Total number of stations in CAMELS-DE v1: 1460


## Read and save soil data

We extracted the hydrogeology attributes from the ISRIC soil grid dataset, read, merge and process here.

In [28]:
# get all soil grids variables
files = glob(os.path.join(OUTPUT_PATH, "raw_catchment_attributes/soils/isric/*"))

soil_data = pd.DataFrame(columns=["camels_id"], data=camels_ids)

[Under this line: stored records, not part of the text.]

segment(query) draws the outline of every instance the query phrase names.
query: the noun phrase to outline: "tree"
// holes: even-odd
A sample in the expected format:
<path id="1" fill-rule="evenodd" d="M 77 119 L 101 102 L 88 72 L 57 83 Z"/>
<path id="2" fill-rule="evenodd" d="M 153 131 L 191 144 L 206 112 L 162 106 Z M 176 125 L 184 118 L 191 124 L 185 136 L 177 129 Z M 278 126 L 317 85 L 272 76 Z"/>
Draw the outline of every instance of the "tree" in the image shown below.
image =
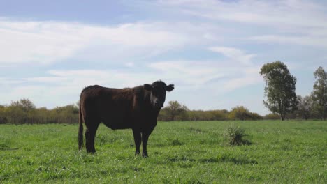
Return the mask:
<path id="1" fill-rule="evenodd" d="M 321 119 L 325 120 L 327 110 L 327 73 L 321 66 L 314 72 L 314 84 L 312 93 L 314 107 L 319 112 Z"/>
<path id="2" fill-rule="evenodd" d="M 188 110 L 185 105 L 182 105 L 177 101 L 170 101 L 168 106 L 164 108 L 170 120 L 175 121 L 177 116 L 182 116 Z"/>
<path id="3" fill-rule="evenodd" d="M 22 98 L 20 101 L 11 102 L 10 106 L 21 108 L 24 112 L 29 112 L 36 109 L 35 105 L 27 98 Z"/>
<path id="4" fill-rule="evenodd" d="M 298 111 L 301 114 L 301 116 L 307 120 L 310 116 L 312 107 L 312 99 L 310 96 L 307 95 L 302 97 L 298 95 Z"/>
<path id="5" fill-rule="evenodd" d="M 296 78 L 291 75 L 287 66 L 281 61 L 268 63 L 260 70 L 266 82 L 265 95 L 267 100 L 263 104 L 272 113 L 285 120 L 287 113 L 296 109 Z"/>

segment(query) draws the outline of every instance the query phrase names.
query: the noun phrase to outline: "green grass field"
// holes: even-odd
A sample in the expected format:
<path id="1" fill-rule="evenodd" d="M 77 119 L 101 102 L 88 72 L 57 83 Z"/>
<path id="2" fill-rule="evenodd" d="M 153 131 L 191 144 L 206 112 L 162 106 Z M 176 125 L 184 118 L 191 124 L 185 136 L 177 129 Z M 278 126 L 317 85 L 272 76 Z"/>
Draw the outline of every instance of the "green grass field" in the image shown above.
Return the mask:
<path id="1" fill-rule="evenodd" d="M 252 144 L 230 146 L 234 123 Z M 78 151 L 78 125 L 0 125 L 0 183 L 327 183 L 327 121 L 161 122 L 149 158 L 131 130 L 101 125 L 96 154 Z"/>

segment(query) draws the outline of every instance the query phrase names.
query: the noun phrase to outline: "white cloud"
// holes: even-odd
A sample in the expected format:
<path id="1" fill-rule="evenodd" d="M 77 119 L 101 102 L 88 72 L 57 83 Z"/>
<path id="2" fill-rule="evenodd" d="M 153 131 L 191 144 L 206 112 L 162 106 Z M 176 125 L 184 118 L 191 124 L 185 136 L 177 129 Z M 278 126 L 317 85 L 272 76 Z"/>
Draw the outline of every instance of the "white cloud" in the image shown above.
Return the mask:
<path id="1" fill-rule="evenodd" d="M 209 50 L 221 53 L 233 61 L 245 65 L 251 65 L 251 59 L 256 56 L 255 54 L 247 54 L 243 51 L 233 47 L 210 47 Z"/>
<path id="2" fill-rule="evenodd" d="M 96 48 L 93 56 L 157 54 L 183 46 L 189 41 L 186 36 L 167 31 L 159 23 L 105 26 L 3 18 L 0 63 L 51 63 L 78 56 L 92 48 Z"/>
<path id="3" fill-rule="evenodd" d="M 234 27 L 252 40 L 326 47 L 327 8 L 307 0 L 159 1 L 185 15 Z M 322 3 L 322 2 L 321 2 Z M 319 42 L 320 40 L 320 42 Z"/>
<path id="4" fill-rule="evenodd" d="M 326 29 L 327 31 L 327 29 Z M 262 35 L 249 38 L 259 42 L 276 43 L 282 45 L 302 45 L 327 47 L 327 36 L 286 36 L 282 35 Z"/>

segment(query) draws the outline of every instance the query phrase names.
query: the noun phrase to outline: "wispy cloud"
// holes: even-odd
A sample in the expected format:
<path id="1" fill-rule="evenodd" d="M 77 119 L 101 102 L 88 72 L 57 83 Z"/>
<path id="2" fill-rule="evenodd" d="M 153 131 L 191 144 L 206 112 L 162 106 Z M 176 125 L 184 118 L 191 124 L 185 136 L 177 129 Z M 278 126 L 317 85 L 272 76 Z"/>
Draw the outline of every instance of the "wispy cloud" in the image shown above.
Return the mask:
<path id="1" fill-rule="evenodd" d="M 243 51 L 226 47 L 210 47 L 209 50 L 220 53 L 228 57 L 231 61 L 237 61 L 245 65 L 251 65 L 251 60 L 254 57 L 255 54 L 245 54 Z"/>
<path id="2" fill-rule="evenodd" d="M 157 54 L 182 47 L 189 41 L 186 37 L 155 22 L 106 26 L 3 18 L 0 20 L 0 63 L 48 64 L 78 57 L 78 54 L 90 49 L 93 50 L 88 52 L 91 58 Z"/>
<path id="3" fill-rule="evenodd" d="M 326 47 L 327 8 L 317 1 L 180 0 L 159 2 L 185 15 L 220 24 L 236 24 L 243 28 L 244 34 L 252 40 Z M 252 29 L 249 29 L 246 24 Z"/>

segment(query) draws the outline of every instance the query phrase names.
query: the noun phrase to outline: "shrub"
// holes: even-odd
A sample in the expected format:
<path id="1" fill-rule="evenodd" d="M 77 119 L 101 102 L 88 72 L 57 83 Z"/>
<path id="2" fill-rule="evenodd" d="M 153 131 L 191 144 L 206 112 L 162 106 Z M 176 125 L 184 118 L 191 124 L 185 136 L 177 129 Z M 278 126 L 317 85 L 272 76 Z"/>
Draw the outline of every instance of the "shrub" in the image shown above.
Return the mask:
<path id="1" fill-rule="evenodd" d="M 245 130 L 232 125 L 227 129 L 226 136 L 229 140 L 229 144 L 231 146 L 240 146 L 244 144 L 249 144 L 250 142 L 248 140 L 244 139 L 244 137 L 248 135 L 245 133 Z"/>

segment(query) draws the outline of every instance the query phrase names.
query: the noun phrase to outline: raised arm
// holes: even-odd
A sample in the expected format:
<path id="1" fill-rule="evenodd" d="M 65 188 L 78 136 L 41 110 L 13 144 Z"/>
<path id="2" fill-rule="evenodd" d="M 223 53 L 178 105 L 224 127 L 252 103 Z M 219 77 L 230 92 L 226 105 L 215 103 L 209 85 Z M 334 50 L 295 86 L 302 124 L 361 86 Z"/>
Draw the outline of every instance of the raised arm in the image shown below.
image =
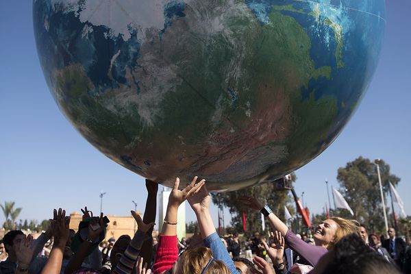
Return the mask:
<path id="1" fill-rule="evenodd" d="M 264 214 L 269 219 L 273 229 L 280 232 L 284 237 L 286 243 L 312 266 L 315 266 L 320 258 L 327 253 L 327 250 L 325 247 L 310 245 L 297 238 L 295 234 L 288 229 L 286 224 L 278 219 L 268 206 L 264 206 L 257 198 L 245 197 L 240 198 L 240 199 L 245 206 L 251 209 L 259 210 Z"/>
<path id="2" fill-rule="evenodd" d="M 90 249 L 93 240 L 97 239 L 101 233 L 104 233 L 103 227 L 105 224 L 103 220 L 103 212 L 100 214 L 100 227 L 96 230 L 94 230 L 92 226 L 95 225 L 97 224 L 96 222 L 97 220 L 95 219 L 92 219 L 90 221 L 87 232 L 87 238 L 82 242 L 77 250 L 71 257 L 71 259 L 70 259 L 68 264 L 67 264 L 64 269 L 64 274 L 72 273 L 82 266 L 82 264 L 84 262 L 84 259 L 87 257 L 87 253 L 88 253 L 88 250 Z"/>
<path id="3" fill-rule="evenodd" d="M 206 186 L 203 186 L 198 193 L 188 198 L 188 201 L 197 216 L 206 247 L 212 251 L 214 259 L 224 262 L 232 273 L 238 273 L 227 249 L 216 231 L 216 227 L 210 214 L 210 198 Z"/>
<path id="4" fill-rule="evenodd" d="M 288 227 L 286 225 L 285 223 L 282 222 L 277 216 L 271 212 L 271 210 L 269 208 L 265 207 L 264 204 L 259 201 L 256 197 L 244 197 L 240 198 L 241 201 L 244 203 L 244 204 L 257 211 L 262 212 L 264 214 L 264 216 L 269 219 L 269 222 L 271 227 L 274 230 L 277 230 L 281 232 L 281 234 L 285 237 L 287 232 L 288 231 Z M 264 210 L 265 209 L 265 210 Z"/>
<path id="5" fill-rule="evenodd" d="M 70 236 L 70 217 L 66 216 L 66 210 L 54 210 L 54 218 L 51 222 L 53 227 L 54 244 L 50 253 L 47 263 L 41 271 L 41 274 L 59 274 L 62 269 L 63 253 L 66 242 Z"/>
<path id="6" fill-rule="evenodd" d="M 177 215 L 178 207 L 186 199 L 198 192 L 205 184 L 202 179 L 197 182 L 197 177 L 195 177 L 184 189 L 179 190 L 179 179 L 175 179 L 174 187 L 167 205 L 167 211 L 164 218 L 161 234 L 158 239 L 157 255 L 153 265 L 155 274 L 162 273 L 173 266 L 178 258 L 178 248 L 177 247 Z"/>
<path id="7" fill-rule="evenodd" d="M 143 223 L 140 215 L 132 210 L 132 215 L 137 222 L 138 229 L 134 237 L 127 247 L 127 249 L 121 256 L 120 261 L 113 271 L 114 274 L 129 274 L 133 271 L 133 267 L 137 262 L 141 247 L 146 236 L 146 233 L 153 228 L 154 222 L 148 224 Z"/>
<path id="8" fill-rule="evenodd" d="M 146 188 L 147 190 L 147 199 L 146 200 L 145 209 L 142 221 L 145 223 L 154 223 L 155 221 L 155 212 L 157 212 L 157 192 L 158 191 L 158 184 L 153 181 L 146 179 Z M 140 256 L 144 262 L 147 262 L 149 268 L 153 260 L 153 227 L 147 231 L 147 239 L 144 241 L 140 251 Z"/>

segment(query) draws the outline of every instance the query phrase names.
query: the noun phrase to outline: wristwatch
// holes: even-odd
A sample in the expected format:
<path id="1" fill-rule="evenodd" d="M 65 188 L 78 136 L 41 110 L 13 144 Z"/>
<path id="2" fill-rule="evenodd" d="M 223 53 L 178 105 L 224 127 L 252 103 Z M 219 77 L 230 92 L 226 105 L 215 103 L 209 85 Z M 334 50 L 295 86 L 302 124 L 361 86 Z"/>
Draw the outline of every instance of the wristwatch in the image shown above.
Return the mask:
<path id="1" fill-rule="evenodd" d="M 18 262 L 17 262 L 17 266 L 16 266 L 16 268 L 17 269 L 17 270 L 20 272 L 28 272 L 29 271 L 29 266 L 27 265 L 24 265 L 24 266 L 25 267 L 22 267 L 21 264 L 19 264 Z"/>
<path id="2" fill-rule="evenodd" d="M 264 206 L 264 208 L 262 208 L 261 209 L 261 210 L 260 210 L 260 212 L 261 213 L 262 213 L 262 214 L 264 216 L 265 216 L 266 217 L 268 217 L 269 215 L 270 214 L 270 213 L 271 213 L 273 211 L 271 211 L 271 209 L 270 208 L 269 206 L 268 206 L 266 205 L 266 206 Z"/>
<path id="3" fill-rule="evenodd" d="M 88 238 L 86 238 L 86 242 L 88 242 L 89 244 L 92 245 L 92 240 L 90 240 Z"/>

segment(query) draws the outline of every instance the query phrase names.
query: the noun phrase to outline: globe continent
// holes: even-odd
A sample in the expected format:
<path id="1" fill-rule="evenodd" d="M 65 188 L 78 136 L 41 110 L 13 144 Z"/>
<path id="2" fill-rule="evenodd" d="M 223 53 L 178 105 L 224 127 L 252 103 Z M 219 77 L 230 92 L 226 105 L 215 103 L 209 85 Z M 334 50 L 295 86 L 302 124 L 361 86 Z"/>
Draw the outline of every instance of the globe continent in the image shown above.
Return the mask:
<path id="1" fill-rule="evenodd" d="M 34 0 L 59 108 L 110 159 L 171 186 L 271 181 L 336 138 L 375 69 L 383 0 Z"/>

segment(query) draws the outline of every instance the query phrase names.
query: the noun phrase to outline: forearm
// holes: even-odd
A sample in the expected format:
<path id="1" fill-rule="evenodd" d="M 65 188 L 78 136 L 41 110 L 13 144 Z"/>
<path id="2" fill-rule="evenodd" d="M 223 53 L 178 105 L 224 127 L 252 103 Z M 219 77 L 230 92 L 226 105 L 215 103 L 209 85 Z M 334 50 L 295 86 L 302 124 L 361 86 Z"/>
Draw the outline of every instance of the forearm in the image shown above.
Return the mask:
<path id="1" fill-rule="evenodd" d="M 133 266 L 136 264 L 137 257 L 140 253 L 145 235 L 145 233 L 140 230 L 137 231 L 133 240 L 127 247 L 125 252 L 121 256 L 119 264 L 113 271 L 114 274 L 129 274 L 132 273 Z"/>
<path id="2" fill-rule="evenodd" d="M 59 274 L 62 269 L 62 262 L 63 261 L 63 252 L 64 250 L 64 245 L 58 244 L 53 247 L 49 260 L 41 271 L 41 274 Z"/>
<path id="3" fill-rule="evenodd" d="M 277 216 L 274 214 L 274 213 L 271 212 L 267 217 L 269 219 L 269 222 L 271 227 L 274 230 L 279 231 L 281 232 L 282 235 L 285 237 L 287 232 L 288 231 L 288 227 L 286 225 L 285 223 L 282 222 Z"/>
<path id="4" fill-rule="evenodd" d="M 216 227 L 214 227 L 212 219 L 211 218 L 210 210 L 196 210 L 195 215 L 203 238 L 216 232 Z"/>
<path id="5" fill-rule="evenodd" d="M 164 220 L 170 223 L 177 223 L 177 214 L 178 212 L 178 206 L 169 205 L 167 206 L 167 212 Z M 177 225 L 170 225 L 164 223 L 163 224 L 161 234 L 164 236 L 175 236 L 177 235 Z M 176 243 L 177 244 L 177 243 Z"/>
<path id="6" fill-rule="evenodd" d="M 149 223 L 155 221 L 155 212 L 157 212 L 157 192 L 149 193 L 147 199 L 146 201 L 146 207 L 144 211 L 144 216 L 142 217 L 142 221 L 145 223 Z M 141 246 L 140 251 L 140 256 L 142 257 L 143 262 L 147 262 L 148 264 L 150 264 L 153 260 L 153 238 L 151 237 L 151 233 L 153 232 L 153 227 L 147 232 L 147 235 L 150 236 L 150 238 L 145 240 Z"/>
<path id="7" fill-rule="evenodd" d="M 34 251 L 33 252 L 33 257 L 32 258 L 32 260 L 34 260 L 37 255 L 42 250 L 43 247 L 47 240 L 50 240 L 50 236 L 46 235 L 45 233 L 42 233 L 36 240 L 33 242 L 33 246 L 36 247 L 34 248 Z"/>
<path id="8" fill-rule="evenodd" d="M 90 246 L 91 244 L 86 240 L 82 242 L 77 251 L 73 255 L 68 264 L 67 264 L 64 270 L 64 274 L 72 273 L 82 266 Z"/>

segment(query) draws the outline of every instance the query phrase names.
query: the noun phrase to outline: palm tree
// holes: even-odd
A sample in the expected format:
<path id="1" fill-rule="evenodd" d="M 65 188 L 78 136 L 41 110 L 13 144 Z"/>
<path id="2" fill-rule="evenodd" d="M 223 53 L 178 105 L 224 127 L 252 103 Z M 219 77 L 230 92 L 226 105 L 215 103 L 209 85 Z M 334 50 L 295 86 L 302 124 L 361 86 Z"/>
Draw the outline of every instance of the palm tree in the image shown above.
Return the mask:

# read files and merge, join on camels_id
for file in files:
    # read file
    data = pd.read_csv(file)

    # merge
    soil_data = soil_data.merge(data, how="left", on="camels_id")


# filter for camels_ids and sort by camels_id
soil_data = soil_data[soil_data["camels_id"].isin(camels_ids)].sort_values("camels_id").reset_index(drop=True)

# save to csv
soil_data.to_csv("../output_data/camels_de/CAMELS_DE_soil_attributes.csv", index=False)